Recuerdo que fue un invierno frío y lluvioso. Mar y yo tuvimos varicela y a madre Isabel no se le ocurrió otro remedio que aislarnos en una pequeña habitación habilitada previamente con dos camas, una mesita de noche y un gran crucifijo encima de una antigua cómoda de caoba. Dias atrás a Mar le habían rapado la cabeza porque tenía piojos, y la idea de vivir aislada en aquella habitación le hacía especial ilusión por no tener que asistir a clase, manteniéndose ajena a las miradas crueles de otras compañeras. Recuerdo con total exactitud cómo ocurrió todo...
Nuestra rutina podría definirse sin ningún tipo de acontecimiento especial. Pasábamos el día en la cama, donde también nos daban la comida y de la que sólo nos levantándonos para ir al baño cuando la necesidad lo requería, o en el caso de Mar, para vomitar cada quince minutos.
Ambas compartíamos fiebre aunque ella vomitase por las dos, y cuando a media mañana remitía un poco el calor de nuestros cuerpos uníamos las camas para jugar al parchís, a las damas o simplemente para leer en voz alta, hasta que madre Isabel, alarmada por las risas, aparecía y todo nuestro mundo volvía a ser tan real como aquellas malditas reglas que gobernaban nuestra pequeña cárcel para niñas.
Fue exactamente a punto de caer la noche cuando el padre Ángel apareció en el umbral de la puerta con su serena sonrisa. Recuerdo que llovía mucho, que el sacerdote tenía el pelo mojado y algunas gotas de lluvia brillaban sobre su rostro. Mar dormía plácidamente y yo leía el libro que meses atrás él me había regalado. Se sentó a un lado de la cama y puso una mano sobre mi frente. Al sentir el contacto de su mano helada todo mi cuerpo se estremeció y la retiró enseguida, dejándola caer sobre la cama y fijando su mirada en algún lugar de la habitación.

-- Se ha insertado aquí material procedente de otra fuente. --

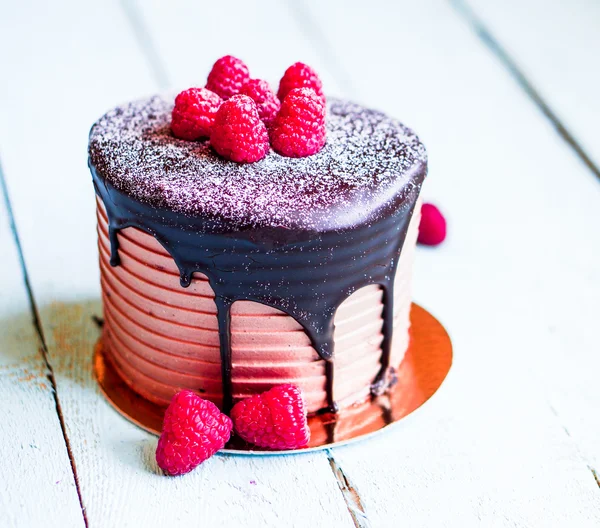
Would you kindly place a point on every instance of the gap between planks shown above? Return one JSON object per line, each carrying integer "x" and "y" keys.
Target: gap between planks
{"x": 494, "y": 46}
{"x": 350, "y": 494}
{"x": 566, "y": 429}
{"x": 38, "y": 328}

Recuerdo que me incorporé y me senté a su lado, cogí su mano entre las mías y pude notar su temblor. Recuerdo con una nitidez casi enfermiza los ojos del hombre fijos en mis labios, y a continuación su boca rozando la mía levemente para más tarde morderla con avaricia.
No había besado jamás a un hombre ni experimentado el dolor que origina el roce de la barba en el rostro, una mezcla de fuego y placer que se acentuaba cada vez que el hombre mordía la carne o arañaba con su barba mis labios. Su lengua se movía en mi cabeza y segregaba saliva entre mis piernas, a la vez que sus manos buscaban torpemente el sexo entre gemidos ahogados por ambas partes y calor, fiebre y calor.
Recuerdo que podía sentir el corazón del padre Ángel en mi pecho, latiendo por los dos y llevándose en cada impulso un trocito del mío con él. Recuerdo sus dedos anclados dentro de mi, entrando y saliendo con la brusquedad que acompaña a lo prohibido, a lo inmoral. Recuerdo el placer de sus dedos y el calor que dejaba mi humedad en sus ojos. Recuerdo todo aquello y es imposible desterrar de la memoria el placentero dolor que cada detalle devuelve a mis ovarios.
Por eso hay veces en que el cerebro despierta en un mundo rodeado de estímulos.
Y en ocasiones, es necesario vivir de recuerdos que aparecen ante el mínimo detalle.